DELOS: Detecting Shallow Transits in Kepler Photometry Using a Contrastive-Learning Framework

Researchers introduce DELOS, a contrastive-learning framework that detects shallow exoplanet transits in Kepler photometry data with 99.3% validation accuracy. The system outperforms existing detection methods (BLS and TLS) by 15.5% and 11.25% respectively in low signal-to-noise conditions while running 3-80x faster, enabling more efficient searches for terrestrial planets in long-period orbits.

DELOS represents a meaningful advancement in exoplanet detection methodology by applying modern machine learning to a persistent challenge in astronomical data analysis. The framework addresses a genuine limitation in existing transit-detection algorithms: their struggle with shallow signals from distant, long-period planets that produce minimal brightness variations in stellar light curves. By training on 20 million synthetic light curves with realistic noise properties, the researchers created a system that learns to recognize subtle transit signatures without requiring pre-established detection thresholds.

The technical approach combines GPU-accelerated computational efficiency with a one-dimensional convolutional encoder, making it practical for processing massive astronomical datasets. Traditional methods like Box-fitting Least Squares and Transit Least Squares rely on statistical models that become less reliable when signals approach noise floors. DELOS's contrastive learning strategy instead learns what transit-like patterns look like in phase-folded light curves, enabling superior performance exactly where it matters most—detecting Earth-sized planets around Sun-like stars.

The significance extends beyond academic methodology. Current exoplanet surveys like Kepler, K2, and TESS generate petabyte-scale datasets. Accelerating transit detection by 74-80x relative to existing tools fundamentally changes what becomes computationally feasible. The framework's applicability to future missions including PLATO and Earth 2.0 suggests this approach will shape how humanity searches for potentially habitable worlds.

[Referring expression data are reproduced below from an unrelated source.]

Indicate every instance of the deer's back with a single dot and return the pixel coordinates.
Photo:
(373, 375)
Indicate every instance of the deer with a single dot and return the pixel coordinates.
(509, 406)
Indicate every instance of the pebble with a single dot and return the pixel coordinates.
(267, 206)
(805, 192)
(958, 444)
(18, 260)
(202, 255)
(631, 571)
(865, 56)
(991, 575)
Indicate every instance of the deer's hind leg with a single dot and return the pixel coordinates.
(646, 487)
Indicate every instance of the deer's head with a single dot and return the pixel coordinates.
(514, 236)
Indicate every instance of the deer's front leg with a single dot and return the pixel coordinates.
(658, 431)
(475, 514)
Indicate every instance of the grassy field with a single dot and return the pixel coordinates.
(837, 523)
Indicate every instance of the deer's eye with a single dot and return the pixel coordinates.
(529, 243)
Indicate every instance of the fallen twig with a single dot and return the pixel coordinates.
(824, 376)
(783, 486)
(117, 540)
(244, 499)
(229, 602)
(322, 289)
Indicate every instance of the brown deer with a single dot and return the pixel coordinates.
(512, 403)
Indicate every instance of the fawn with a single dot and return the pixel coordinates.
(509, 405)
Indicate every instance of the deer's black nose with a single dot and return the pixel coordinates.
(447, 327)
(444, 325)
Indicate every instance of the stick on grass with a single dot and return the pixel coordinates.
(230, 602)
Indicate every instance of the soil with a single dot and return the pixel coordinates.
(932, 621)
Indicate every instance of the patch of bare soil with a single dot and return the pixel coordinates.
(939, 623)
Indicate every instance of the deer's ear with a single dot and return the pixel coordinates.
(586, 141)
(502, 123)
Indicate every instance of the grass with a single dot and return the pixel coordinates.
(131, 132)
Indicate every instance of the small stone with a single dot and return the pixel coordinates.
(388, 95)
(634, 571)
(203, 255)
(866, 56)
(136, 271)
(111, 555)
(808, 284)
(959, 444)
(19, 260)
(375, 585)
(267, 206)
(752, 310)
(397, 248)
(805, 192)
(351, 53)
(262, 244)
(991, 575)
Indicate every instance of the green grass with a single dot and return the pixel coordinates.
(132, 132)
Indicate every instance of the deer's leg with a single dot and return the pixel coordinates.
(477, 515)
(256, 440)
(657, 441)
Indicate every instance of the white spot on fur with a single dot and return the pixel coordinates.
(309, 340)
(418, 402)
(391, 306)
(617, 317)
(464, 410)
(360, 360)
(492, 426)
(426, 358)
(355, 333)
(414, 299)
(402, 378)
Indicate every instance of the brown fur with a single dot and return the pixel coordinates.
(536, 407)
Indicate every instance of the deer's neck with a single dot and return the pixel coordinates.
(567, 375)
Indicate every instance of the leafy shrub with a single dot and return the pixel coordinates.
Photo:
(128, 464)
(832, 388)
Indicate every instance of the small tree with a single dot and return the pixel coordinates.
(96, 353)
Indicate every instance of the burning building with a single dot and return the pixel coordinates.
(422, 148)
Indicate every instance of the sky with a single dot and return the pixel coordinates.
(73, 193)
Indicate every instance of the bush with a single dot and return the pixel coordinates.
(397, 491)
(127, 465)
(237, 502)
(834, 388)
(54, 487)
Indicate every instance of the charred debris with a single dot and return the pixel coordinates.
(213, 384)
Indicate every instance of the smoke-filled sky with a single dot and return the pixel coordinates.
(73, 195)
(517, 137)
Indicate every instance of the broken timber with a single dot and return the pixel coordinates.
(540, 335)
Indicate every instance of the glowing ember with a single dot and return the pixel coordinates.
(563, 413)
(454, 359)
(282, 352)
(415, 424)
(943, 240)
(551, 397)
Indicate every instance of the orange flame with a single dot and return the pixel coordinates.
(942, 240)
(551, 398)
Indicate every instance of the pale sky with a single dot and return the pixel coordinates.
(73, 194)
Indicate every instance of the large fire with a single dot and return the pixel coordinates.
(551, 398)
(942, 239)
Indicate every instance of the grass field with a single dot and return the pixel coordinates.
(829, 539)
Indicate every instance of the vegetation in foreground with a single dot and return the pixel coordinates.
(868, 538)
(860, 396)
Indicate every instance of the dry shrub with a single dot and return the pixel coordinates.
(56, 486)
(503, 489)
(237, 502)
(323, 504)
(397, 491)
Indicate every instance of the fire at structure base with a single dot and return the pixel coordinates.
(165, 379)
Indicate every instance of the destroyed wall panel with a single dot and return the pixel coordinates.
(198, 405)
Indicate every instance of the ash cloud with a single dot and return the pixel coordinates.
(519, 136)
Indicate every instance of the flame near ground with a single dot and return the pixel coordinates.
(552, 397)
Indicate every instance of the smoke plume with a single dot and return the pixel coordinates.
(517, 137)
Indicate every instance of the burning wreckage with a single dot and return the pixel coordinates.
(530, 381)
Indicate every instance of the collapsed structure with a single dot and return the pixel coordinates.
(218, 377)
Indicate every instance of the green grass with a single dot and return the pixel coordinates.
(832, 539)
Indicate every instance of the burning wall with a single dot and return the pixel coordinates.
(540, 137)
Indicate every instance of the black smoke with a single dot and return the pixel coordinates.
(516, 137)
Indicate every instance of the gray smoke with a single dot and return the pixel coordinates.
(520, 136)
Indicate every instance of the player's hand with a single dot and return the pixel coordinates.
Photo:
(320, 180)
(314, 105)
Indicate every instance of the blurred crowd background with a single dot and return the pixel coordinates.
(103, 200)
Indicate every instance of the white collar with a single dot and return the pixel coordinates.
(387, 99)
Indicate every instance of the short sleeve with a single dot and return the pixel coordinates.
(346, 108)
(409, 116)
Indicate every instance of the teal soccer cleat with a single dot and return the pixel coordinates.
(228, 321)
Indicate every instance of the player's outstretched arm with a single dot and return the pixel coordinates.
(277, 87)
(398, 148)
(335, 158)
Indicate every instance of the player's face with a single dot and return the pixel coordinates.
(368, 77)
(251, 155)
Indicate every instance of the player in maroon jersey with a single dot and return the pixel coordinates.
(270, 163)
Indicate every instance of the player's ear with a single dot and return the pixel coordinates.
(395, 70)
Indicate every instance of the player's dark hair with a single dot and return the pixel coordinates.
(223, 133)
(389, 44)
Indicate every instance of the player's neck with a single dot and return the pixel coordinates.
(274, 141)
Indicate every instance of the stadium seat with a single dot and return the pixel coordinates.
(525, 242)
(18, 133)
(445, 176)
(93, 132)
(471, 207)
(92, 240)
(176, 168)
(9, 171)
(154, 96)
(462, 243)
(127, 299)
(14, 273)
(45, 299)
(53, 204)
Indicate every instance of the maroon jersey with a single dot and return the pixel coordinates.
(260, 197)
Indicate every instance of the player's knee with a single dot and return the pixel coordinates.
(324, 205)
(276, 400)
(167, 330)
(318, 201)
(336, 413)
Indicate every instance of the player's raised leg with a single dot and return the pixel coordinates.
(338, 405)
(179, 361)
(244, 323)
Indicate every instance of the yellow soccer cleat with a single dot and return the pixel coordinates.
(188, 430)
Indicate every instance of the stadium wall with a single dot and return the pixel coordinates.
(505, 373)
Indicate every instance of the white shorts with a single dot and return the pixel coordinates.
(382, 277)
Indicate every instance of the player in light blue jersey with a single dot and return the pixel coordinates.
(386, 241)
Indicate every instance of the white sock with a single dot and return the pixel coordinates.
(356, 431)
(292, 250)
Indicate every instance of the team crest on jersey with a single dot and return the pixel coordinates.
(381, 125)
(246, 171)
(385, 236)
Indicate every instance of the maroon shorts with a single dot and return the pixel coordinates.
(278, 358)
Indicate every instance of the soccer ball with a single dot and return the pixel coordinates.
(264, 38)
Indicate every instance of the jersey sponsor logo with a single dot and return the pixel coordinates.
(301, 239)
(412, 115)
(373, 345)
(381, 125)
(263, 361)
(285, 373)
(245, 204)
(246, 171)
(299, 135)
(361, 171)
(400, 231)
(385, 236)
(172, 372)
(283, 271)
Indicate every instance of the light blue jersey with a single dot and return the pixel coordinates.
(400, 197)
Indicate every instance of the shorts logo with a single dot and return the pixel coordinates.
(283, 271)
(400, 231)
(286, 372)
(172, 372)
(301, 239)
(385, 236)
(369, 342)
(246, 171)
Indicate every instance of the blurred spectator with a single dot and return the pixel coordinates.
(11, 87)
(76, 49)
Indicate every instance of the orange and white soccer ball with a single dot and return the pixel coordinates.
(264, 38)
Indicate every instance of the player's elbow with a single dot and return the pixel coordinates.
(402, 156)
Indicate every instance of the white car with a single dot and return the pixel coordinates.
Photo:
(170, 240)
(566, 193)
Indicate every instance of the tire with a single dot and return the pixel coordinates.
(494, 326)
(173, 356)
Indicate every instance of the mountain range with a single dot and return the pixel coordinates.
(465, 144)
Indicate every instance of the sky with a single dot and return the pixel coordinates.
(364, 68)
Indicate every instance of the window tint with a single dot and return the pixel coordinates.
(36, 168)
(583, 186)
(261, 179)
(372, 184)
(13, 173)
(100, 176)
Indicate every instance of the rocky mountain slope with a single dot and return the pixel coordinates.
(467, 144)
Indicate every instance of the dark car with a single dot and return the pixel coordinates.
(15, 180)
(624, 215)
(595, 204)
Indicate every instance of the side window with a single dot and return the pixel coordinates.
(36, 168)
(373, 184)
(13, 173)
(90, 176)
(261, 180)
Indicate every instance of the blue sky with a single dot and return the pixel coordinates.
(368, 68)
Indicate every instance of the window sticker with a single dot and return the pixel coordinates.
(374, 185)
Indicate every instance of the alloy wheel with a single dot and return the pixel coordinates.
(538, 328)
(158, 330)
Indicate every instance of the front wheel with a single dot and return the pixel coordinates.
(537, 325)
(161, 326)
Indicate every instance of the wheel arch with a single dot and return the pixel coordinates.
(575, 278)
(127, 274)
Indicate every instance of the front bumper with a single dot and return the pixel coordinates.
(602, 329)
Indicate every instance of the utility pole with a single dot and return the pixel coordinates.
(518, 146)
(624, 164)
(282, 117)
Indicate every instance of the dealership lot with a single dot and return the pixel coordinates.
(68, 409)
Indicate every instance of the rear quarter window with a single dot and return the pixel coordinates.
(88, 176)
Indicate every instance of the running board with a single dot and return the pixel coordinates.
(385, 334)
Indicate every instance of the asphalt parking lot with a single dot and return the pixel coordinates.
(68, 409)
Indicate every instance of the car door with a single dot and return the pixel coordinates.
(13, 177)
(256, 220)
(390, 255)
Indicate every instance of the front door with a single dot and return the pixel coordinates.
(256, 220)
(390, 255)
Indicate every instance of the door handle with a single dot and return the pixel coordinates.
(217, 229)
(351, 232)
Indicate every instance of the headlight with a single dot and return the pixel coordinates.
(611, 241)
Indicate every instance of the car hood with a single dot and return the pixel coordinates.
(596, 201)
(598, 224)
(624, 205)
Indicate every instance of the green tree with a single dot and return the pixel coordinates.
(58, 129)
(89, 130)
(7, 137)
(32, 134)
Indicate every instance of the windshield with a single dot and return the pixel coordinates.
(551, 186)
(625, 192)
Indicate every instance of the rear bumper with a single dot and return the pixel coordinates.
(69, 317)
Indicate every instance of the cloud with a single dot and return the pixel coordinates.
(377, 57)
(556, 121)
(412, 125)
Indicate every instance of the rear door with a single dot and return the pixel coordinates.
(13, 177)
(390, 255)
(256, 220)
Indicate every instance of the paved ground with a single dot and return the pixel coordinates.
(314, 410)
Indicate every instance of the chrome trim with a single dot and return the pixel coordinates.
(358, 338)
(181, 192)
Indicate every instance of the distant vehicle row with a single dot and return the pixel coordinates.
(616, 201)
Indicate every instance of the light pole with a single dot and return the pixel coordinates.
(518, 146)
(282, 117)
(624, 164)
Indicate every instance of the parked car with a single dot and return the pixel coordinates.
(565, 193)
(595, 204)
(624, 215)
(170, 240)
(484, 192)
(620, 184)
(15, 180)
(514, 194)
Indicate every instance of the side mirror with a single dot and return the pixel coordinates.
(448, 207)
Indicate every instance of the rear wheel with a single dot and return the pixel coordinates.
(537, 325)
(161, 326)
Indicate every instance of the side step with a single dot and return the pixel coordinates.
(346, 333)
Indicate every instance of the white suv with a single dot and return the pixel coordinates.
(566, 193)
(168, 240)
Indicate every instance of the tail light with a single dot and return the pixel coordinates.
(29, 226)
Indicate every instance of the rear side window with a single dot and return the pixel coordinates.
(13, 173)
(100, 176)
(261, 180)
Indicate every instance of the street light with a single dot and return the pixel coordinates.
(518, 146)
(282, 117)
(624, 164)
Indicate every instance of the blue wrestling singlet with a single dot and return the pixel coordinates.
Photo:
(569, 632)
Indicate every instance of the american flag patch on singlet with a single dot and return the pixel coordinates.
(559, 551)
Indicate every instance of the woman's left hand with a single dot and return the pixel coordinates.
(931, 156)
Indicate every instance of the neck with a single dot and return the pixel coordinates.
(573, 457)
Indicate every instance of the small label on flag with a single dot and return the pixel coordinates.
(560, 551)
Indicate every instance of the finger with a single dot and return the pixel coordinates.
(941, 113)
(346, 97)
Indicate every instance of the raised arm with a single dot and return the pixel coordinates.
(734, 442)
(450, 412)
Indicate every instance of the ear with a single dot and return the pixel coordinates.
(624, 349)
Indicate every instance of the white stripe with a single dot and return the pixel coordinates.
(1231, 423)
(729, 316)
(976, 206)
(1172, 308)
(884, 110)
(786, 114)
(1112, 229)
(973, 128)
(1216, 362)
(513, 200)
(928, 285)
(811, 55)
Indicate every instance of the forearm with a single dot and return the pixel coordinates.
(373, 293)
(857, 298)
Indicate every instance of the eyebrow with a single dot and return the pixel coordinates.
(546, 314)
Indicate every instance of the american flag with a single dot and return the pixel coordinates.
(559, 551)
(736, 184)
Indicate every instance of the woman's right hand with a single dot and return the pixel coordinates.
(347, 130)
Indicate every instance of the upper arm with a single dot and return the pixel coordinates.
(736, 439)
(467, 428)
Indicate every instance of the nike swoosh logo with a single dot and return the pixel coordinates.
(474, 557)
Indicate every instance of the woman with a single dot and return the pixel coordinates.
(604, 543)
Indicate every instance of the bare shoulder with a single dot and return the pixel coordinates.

The authors appropriately frame this as methodological validation rather than claiming new discoveries, deferring astrophysical confirmation of candidates. This disciplined approach strengthens credibility. Future work will determine whether DELOS identifies genuinely novel exoplanet candidates in archival data, but the technical validation already demonstrates substantial progress in instrumental sensitivity.

• →DELOS achieves 99.3% validation accuracy on synthetic data while running 3-80x faster than existing exoplanet detection algorithms.
• →The contrastive-learning framework improves precision-recall performance by 15.5% over BLS in low-SNR regimes where shallow transit signals dominate.
• →The system successfully recovered all known shallow intermediate-to-long-period transits in Kepler validation samples without pre-detected threshold events.
• →GPU-accelerated processing and optimized phase-binning make the method practical for petabyte-scale astronomical datasets from current and future surveys.
• →Authors defer astrophysical validation of newly identified candidates to future work, maintaining scientific rigor despite technical breakthroughs.